[Ignite Photo: Traci McMahon]
Nelson strikes again, Ignite style. - DCXX
Joe D. Foster...what was your understanding of his doings/whereabouts from '89 until he started up Ignite?
Foster dropped out of the scene around 1987 I would say, maybe even 1986. He was a professional body boarder at the time, as well as a pretty famous model. His endeavors outside of hardcore have always been far more interesting I think. He became sort of a mystery to us during that era. You would hear weird stories of his travels. Crazy, bizarre tales, which I just can't repeat. He would be out of sight for a year, and then pop up at a some random show. No For An Answer actually brought him on stage to play with them during a set in 1989. At the time it was a such a huge deal too. That night everyone was like "Wow, N.F.A.A. just pulled off a major coup de tat," which seems ludicrous to think now.
I know he spent a lot of time in Korea, and Taiwan during the early 90s. His modeling career was pretty much in full effect during those years. He had at least 3 major posters in circulation, too. Posters meaning, "Hey! Here's a mass market poster of Foster without his shirt on for some girl to hang on her dorm room wall." I say that from experience, too. I was actually getting together with some girl in her room down in San Diego one night. I look up, and there over her bed is fucking Joe Foster staring right at me. Talk about a mood killer.
He surfaced again around 1993. I remember we ran into each other in the water off 32nd street in Newport Beach. I hadn't seen him in 3 years probably, so I was so stoked he was home. Anyway we started surfing a lot that summer together, and from that we dreamed up the idea of making a 1984 style hardcore band. Ignite was born. He had been playing on and off in the band Mad Parade with Brett Rasmussen, so Brett was a lock for Bass.
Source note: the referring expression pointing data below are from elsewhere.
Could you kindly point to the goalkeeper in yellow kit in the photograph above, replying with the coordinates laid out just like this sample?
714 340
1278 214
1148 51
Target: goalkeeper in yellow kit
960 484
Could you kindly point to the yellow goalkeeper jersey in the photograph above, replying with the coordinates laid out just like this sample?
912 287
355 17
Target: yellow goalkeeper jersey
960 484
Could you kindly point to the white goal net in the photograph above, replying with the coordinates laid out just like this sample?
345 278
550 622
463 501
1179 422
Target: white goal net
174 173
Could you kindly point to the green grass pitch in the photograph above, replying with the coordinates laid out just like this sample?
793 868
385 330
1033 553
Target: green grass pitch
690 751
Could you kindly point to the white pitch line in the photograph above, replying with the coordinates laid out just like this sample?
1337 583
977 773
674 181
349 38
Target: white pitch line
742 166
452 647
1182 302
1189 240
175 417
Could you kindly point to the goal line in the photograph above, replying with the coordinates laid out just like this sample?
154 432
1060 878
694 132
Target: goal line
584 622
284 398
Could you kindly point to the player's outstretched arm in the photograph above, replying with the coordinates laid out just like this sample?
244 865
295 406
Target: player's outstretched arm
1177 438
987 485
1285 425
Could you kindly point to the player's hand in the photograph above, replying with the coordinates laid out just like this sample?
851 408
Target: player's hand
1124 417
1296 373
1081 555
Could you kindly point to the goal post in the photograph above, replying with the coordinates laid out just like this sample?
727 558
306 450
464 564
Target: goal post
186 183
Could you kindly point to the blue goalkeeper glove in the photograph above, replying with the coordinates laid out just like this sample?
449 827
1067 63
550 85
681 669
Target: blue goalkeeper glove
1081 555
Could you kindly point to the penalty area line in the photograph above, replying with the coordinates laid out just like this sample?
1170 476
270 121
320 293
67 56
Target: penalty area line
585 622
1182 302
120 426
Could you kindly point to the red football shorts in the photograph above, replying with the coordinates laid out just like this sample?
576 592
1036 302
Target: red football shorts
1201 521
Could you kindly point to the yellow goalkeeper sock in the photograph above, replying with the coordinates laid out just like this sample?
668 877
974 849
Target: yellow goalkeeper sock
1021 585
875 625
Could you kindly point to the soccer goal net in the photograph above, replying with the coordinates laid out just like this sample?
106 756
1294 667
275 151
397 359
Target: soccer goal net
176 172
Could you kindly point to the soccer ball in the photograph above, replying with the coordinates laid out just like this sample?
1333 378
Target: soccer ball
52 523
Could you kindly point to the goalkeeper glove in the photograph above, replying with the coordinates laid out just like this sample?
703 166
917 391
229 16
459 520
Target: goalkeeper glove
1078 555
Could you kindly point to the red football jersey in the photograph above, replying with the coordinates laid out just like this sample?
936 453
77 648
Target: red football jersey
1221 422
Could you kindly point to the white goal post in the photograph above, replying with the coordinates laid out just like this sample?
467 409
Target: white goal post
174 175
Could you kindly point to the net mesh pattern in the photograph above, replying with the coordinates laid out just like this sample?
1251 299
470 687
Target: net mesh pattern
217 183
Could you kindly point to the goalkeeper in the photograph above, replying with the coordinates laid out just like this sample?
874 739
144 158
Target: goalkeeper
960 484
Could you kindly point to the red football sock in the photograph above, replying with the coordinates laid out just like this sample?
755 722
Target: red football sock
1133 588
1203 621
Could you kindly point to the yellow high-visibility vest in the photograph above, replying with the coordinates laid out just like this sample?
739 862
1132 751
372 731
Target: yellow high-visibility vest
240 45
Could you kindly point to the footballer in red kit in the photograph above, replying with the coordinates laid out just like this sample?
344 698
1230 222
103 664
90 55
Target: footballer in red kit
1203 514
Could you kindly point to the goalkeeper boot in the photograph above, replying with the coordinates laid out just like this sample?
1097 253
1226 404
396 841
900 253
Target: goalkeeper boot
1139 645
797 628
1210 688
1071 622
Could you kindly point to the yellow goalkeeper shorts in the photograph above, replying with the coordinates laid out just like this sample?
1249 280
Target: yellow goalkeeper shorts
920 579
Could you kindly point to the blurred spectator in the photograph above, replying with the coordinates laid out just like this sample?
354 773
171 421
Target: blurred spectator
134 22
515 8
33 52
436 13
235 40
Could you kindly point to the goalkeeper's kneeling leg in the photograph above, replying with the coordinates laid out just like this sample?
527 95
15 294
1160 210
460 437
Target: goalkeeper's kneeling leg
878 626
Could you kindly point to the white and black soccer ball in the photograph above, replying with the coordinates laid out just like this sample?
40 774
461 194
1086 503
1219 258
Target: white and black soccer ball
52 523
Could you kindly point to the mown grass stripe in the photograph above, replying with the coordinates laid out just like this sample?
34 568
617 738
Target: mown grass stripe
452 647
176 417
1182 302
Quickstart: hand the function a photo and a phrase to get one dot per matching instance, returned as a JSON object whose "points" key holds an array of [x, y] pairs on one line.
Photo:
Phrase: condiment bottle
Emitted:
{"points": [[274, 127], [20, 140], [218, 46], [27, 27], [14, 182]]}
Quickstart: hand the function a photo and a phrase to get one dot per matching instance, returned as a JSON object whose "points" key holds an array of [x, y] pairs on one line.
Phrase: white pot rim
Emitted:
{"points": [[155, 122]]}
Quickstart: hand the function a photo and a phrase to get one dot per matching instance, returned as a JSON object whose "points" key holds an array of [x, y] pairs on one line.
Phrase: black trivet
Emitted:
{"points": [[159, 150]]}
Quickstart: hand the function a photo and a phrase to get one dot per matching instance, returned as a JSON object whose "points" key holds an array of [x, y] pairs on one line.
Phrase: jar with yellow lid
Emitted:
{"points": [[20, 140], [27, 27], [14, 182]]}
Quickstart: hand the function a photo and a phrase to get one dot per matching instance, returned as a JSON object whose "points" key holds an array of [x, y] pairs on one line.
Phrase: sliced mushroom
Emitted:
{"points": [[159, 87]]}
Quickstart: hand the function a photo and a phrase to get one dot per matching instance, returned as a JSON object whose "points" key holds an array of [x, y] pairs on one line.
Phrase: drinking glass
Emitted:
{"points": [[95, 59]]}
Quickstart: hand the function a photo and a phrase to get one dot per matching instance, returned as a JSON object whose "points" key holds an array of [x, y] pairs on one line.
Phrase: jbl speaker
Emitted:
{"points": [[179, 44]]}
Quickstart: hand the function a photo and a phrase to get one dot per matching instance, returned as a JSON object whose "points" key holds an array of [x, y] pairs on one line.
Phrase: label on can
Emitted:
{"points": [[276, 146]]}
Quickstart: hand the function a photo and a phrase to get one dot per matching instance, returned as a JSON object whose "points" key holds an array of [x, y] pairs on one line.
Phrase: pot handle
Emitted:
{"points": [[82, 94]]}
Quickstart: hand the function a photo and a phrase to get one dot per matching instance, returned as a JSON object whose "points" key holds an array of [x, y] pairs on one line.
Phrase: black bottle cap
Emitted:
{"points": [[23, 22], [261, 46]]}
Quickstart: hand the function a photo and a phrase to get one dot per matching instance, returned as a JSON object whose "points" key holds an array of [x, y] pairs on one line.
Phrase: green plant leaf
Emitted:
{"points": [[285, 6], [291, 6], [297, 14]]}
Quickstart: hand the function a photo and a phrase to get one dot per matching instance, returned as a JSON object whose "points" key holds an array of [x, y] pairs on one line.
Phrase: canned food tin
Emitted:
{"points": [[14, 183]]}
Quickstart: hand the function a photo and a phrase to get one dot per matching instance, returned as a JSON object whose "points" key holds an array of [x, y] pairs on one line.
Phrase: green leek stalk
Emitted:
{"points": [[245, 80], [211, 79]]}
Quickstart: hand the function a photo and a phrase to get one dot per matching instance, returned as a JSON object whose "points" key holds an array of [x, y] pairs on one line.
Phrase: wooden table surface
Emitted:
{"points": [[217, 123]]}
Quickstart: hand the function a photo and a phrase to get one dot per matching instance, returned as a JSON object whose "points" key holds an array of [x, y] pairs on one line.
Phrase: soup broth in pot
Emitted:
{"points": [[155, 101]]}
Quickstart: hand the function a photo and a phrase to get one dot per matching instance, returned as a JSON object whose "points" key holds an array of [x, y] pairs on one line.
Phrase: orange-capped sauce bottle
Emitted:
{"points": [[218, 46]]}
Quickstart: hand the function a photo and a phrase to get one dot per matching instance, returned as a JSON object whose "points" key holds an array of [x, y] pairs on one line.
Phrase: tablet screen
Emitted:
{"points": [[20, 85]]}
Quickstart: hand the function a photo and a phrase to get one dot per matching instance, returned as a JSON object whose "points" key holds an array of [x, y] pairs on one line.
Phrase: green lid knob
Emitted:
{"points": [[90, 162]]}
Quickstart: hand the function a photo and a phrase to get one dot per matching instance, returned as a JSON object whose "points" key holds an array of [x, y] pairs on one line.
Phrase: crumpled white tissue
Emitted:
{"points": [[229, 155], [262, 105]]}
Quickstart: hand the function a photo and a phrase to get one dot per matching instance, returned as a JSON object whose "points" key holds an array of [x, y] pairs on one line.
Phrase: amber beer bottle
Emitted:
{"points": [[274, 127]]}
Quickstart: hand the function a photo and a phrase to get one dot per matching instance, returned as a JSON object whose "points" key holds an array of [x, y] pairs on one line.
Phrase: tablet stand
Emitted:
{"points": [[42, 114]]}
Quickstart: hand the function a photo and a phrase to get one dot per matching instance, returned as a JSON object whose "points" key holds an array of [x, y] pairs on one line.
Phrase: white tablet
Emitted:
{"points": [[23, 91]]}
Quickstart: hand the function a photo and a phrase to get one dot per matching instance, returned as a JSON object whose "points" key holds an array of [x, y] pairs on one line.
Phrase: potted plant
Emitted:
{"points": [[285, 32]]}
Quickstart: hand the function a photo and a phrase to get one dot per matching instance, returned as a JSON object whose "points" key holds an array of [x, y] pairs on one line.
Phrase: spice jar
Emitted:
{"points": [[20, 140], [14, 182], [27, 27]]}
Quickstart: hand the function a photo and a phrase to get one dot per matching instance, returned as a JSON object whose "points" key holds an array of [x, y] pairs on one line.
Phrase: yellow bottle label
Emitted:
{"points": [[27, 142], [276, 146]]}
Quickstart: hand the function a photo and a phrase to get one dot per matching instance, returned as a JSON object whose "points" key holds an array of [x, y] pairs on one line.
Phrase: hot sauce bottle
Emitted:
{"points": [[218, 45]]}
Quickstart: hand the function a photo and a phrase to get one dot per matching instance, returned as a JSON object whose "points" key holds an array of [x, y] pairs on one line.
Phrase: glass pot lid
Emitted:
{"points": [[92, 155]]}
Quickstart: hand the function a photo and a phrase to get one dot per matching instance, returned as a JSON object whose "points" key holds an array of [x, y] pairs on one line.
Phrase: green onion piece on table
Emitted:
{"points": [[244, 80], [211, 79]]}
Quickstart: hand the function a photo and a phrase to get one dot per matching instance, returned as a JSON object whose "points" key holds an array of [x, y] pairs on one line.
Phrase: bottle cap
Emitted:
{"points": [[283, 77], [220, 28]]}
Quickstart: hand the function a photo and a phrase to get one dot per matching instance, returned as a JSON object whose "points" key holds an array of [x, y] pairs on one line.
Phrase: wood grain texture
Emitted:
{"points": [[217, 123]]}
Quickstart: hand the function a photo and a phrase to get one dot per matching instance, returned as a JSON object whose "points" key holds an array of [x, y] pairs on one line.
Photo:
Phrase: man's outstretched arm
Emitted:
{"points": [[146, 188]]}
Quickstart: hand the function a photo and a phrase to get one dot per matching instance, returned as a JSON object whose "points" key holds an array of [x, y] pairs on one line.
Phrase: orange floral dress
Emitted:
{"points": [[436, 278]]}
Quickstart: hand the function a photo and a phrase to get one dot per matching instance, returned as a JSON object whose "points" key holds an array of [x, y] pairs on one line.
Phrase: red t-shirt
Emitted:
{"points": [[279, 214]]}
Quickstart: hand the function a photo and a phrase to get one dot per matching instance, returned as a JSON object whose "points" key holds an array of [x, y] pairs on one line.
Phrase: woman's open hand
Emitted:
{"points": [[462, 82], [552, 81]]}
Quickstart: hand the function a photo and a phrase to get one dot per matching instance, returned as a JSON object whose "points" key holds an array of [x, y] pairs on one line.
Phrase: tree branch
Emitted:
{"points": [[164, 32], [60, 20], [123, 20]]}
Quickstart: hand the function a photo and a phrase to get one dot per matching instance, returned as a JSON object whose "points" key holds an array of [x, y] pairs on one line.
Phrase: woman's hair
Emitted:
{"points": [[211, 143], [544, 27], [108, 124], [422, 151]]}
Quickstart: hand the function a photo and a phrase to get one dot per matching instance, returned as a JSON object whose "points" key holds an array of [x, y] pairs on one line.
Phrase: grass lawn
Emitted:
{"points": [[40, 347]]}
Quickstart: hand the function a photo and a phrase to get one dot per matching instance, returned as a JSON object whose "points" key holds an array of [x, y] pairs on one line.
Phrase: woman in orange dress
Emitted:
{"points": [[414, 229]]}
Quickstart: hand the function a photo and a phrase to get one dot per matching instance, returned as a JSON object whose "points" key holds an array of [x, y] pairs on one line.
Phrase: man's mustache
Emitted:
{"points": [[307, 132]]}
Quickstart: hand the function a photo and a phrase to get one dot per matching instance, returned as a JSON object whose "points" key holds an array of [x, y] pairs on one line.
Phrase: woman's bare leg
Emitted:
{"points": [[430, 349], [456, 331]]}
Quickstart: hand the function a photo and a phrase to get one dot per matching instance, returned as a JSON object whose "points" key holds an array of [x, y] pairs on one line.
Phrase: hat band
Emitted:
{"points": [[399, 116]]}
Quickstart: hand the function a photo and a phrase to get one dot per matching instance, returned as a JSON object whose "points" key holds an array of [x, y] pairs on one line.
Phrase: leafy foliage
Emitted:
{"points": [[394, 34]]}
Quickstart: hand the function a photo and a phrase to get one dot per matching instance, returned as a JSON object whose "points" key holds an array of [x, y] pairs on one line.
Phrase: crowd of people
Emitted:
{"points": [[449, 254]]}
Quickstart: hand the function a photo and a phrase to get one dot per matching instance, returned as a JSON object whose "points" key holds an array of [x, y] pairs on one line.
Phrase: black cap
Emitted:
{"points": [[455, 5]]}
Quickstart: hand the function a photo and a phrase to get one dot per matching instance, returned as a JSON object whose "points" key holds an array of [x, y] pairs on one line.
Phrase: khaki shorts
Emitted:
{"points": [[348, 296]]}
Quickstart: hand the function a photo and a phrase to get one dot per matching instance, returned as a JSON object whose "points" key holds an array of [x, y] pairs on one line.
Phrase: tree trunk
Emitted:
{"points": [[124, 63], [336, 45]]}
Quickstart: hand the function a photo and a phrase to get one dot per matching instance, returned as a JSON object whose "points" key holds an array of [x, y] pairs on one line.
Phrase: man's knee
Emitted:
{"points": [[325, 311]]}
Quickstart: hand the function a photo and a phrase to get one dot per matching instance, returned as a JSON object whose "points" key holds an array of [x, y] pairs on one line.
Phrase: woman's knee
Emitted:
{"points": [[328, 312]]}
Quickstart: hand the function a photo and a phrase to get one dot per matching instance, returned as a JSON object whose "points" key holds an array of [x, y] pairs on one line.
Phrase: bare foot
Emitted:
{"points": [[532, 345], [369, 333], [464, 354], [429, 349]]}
We went through some hack drummers then were lucky enough to get Casey Jones. I added Gavin Oglesby to the mix on rhythm guitar. I guess the rest is history, at least for somebody anyway.
What do you make of Ignite today and how popular across the world they have become?
Brett is one of my dear friends so I am super stoked he has kept it going for so long. I was in Ignite for maybe 6 months, so I've never felt really any connection to it. I would say probably half of the "Call On My Brothers" LP are my songs, but Zoli definitely executed them better then I ever could. I actually just listened to their last record recently and thought it sounded a lot like Whitesnake or Night Ranger playing hardcore, which isn't necessarily a bad thing depending on your musical taste. I also find it interesting reading the lyrics that Ignite is one of the last bands, if not the last fighting against the tyranny of...ummm...Communism? However I digress, because those two dudes, Zoli and Brett, have persevered through many peaks and valleys. Any success they have is due to a lot of hard work, and a lot of …umm...deaf Germans…Ok, ok, NOW I digress.
You wrote the song Ash Return, which has some great lyrics. What was your inspiration for that song at that time?
That was just how I felt about what we were trying to do with Ignite. Foster and Casey had been gone from the scene for so long they didn't even know who Gorilla Biscuits were. Gavin and I had remained in it the whole time, but Triggerman was not a hardcore band really. Also the straight edge scene in California was dominated by Outspoken, but they weren't playing the style of music that what we wanted to. The closest thing I can think of was maybe the great Mouthpiece out of New Jersey, but even that band was not in the vein of say 7-Seconds, or Uniform Choice. "Ash Return" was just my idea of what we were all about as a unit. Old dudes, playing Old School Hardcore. To me it made a lot of sense at the time.